Generate a compelling and accurate product description
for each of the products provided in the JSON data structure below.
This description should be included in the output.

The output should be a JSON array consisting only of the
original `pid` and updated `description` fields for each product.
===
{json_array}
"""

print(prompt)

# Query LLM

In this step, we'll connect to a Vertex AI LLM with our prompt and return a result.

First, let's define some project parameters:

In [None]:
project_id = 'YOUR_PROJECT_ID' # @param {type:"string"}
location = 'us-central1' # @param {type:"string"}'


In [None]:
# Authenticate to use the SDK

import google.colab.auth
google.colab.auth.authenticate_user()

In [None]:
import vertexai
from vertexai.language_models import TextGenerationModel

# Initialize the client
vertexai.init(project=project_id, location=location)

# Use the text-bison model from the Vertex Model Garden
model = TextGenerationModel.from_pretrained("text-bison@001")

# Update the default max_output_tokens
parameters = {"max_output_tokens": 1024}

# Query the model
response = model.predict(prompt, **parameters)

# Print the result
response.text

# Update Data

With these new descriptions, let's update the original dataframe and analyze the result.

In [None]:
# Load the string response into a JSON object

def clean_array(string):
  """Remove whitespace and any trailing/leading brackets."""
  string = string.strip()
  if string[0] == '{':
    string = string[1:]
  if string[-1] == '}':
    string = string[:-1]
  return string

products = json.loads(clean_array(response.text))

In [None]:
# Create a mapping between product IDs and updated descriptions

pid_to_description = {}
for product in products:
    pid_to_description[product['pid']] = product['description']

In [None]:
# Create a boolean mask to indicate which of the original products have an updated description
mask = df['pid'].isin(pid_to_description.keys())
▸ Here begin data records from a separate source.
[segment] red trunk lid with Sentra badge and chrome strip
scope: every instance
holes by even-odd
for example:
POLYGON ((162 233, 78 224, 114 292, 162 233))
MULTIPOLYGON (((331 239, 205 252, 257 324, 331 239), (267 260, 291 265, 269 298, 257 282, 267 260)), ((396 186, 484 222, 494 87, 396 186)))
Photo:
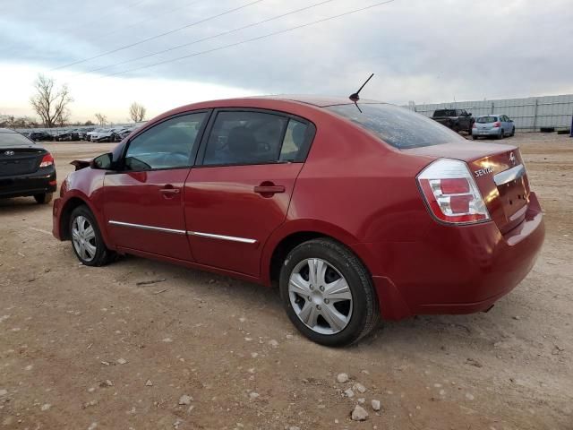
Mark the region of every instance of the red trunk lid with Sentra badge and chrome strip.
POLYGON ((519 149, 495 143, 445 143, 403 152, 466 161, 492 220, 507 233, 526 217, 529 182, 519 149))

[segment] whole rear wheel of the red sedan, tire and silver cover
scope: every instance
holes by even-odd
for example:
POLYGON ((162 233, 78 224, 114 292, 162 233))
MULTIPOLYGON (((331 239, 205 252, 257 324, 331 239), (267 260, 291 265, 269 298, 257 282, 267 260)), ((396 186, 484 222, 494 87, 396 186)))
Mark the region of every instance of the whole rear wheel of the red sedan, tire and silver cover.
POLYGON ((279 287, 291 322, 322 345, 349 345, 380 320, 370 274, 355 254, 331 239, 296 246, 282 266, 279 287))

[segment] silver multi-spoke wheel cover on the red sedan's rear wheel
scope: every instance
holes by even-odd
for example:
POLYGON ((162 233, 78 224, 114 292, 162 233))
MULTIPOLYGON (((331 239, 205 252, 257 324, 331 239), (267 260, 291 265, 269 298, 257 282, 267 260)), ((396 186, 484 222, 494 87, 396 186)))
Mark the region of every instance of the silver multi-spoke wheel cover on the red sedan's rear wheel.
POLYGON ((346 279, 320 258, 296 264, 289 278, 288 296, 296 316, 317 333, 343 331, 352 317, 353 297, 346 279))

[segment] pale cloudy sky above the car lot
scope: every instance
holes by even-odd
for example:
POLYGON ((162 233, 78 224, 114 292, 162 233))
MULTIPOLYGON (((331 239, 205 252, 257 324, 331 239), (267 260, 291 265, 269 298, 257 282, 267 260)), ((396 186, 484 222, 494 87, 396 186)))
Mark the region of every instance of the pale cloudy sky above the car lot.
POLYGON ((394 0, 257 39, 379 3, 3 1, 0 114, 33 116, 38 73, 68 84, 81 121, 125 121, 132 101, 155 116, 201 99, 346 96, 369 73, 363 97, 398 104, 573 93, 570 0, 394 0))

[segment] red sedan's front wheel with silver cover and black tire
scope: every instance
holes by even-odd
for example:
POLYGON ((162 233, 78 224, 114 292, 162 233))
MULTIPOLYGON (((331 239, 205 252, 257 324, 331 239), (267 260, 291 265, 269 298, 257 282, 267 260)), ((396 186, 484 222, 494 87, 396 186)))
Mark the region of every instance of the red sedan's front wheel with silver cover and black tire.
POLYGON ((87 266, 103 266, 115 253, 108 250, 99 232, 98 223, 86 206, 78 206, 70 217, 73 252, 87 266))

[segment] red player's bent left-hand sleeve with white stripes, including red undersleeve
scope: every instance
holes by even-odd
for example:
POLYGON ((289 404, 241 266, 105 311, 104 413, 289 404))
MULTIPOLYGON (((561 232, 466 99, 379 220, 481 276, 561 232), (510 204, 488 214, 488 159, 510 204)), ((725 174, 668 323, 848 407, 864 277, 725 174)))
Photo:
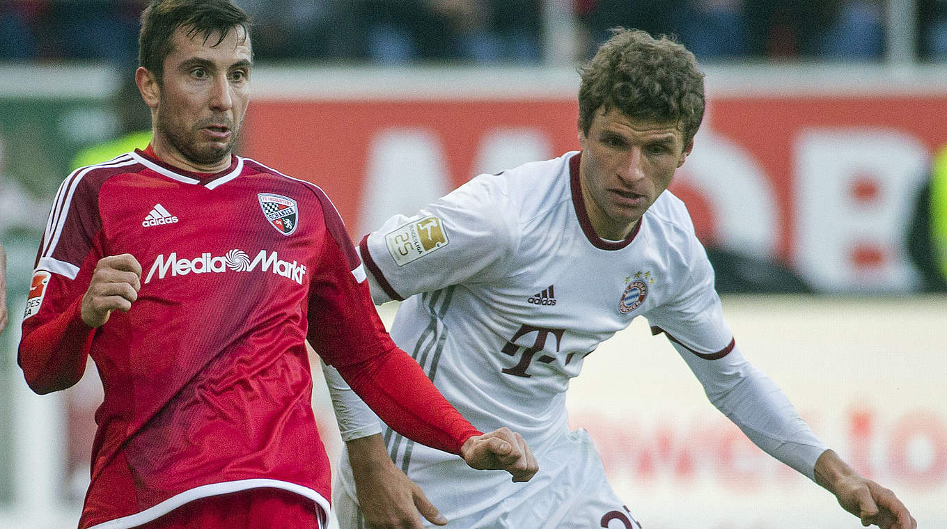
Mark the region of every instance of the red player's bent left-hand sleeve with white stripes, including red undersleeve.
POLYGON ((98 188, 114 171, 82 168, 60 186, 40 249, 24 313, 17 361, 37 393, 82 378, 94 330, 80 318, 82 295, 102 254, 98 188))

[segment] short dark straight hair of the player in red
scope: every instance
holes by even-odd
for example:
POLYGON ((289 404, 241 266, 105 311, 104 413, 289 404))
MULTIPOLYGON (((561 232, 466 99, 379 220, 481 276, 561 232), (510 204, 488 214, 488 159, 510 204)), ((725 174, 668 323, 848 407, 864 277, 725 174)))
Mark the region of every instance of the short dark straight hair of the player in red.
POLYGON ((178 27, 186 27, 188 37, 202 34, 205 44, 216 32, 219 39, 212 45, 217 45, 236 27, 242 27, 249 38, 250 26, 250 17, 230 0, 152 0, 141 13, 138 65, 152 72, 160 84, 178 27))

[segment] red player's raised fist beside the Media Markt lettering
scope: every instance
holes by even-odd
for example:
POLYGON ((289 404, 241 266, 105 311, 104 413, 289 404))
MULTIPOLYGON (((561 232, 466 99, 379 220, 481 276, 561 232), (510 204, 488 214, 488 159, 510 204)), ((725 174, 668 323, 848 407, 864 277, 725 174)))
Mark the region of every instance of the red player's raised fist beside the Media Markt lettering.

# Update the descriptions in a new data frame
updated_df = df.copy()
updated_df.loc[mask, 'description'] = df.loc[mask, 'pid'].apply(lambda pid: pid_to_description.get(pid))

In [None]:
# Create a new series containing the product description lengths
updated_num_chars_in_description = get_num_chars_in_description(updated_df)

# Calculate how many rows are now under the threshold
print(get_rows_under_threshold(updated_num_chars_in_description, threshold).shape[0])

Finally, let's plot our result!

In [None]:
# Define the bin width and xlimit
bin_width = 10
xlim_left = 60
xlim_right = 120

# Create two histograms
fig, ax = plt.subplots()
ax.hist(num_chars_in_description, bins=np.arange(0, xlim_right + bin_width, bin_width), alpha=0.5, label='Original')
ax.hist(updated_num_chars_in_description, bins=np.arange(0, xlim_right + bin_width, bin_width), alpha=0.5, label='Updated')

# Set the x-axis limits
ax.set_xlim(xlim_left, xlim_right)

# Add a legend
ax.legend()

# Set the title and labels
ax.set_title('Product Description Length')
ax.set_xlabel('Number of Characters')
ax.set_ylabel('Frequency')

# Show the plot
plt.show()


Thanks for walking through this tutorial. I hope you've learned some new things, and enjoyed the experience!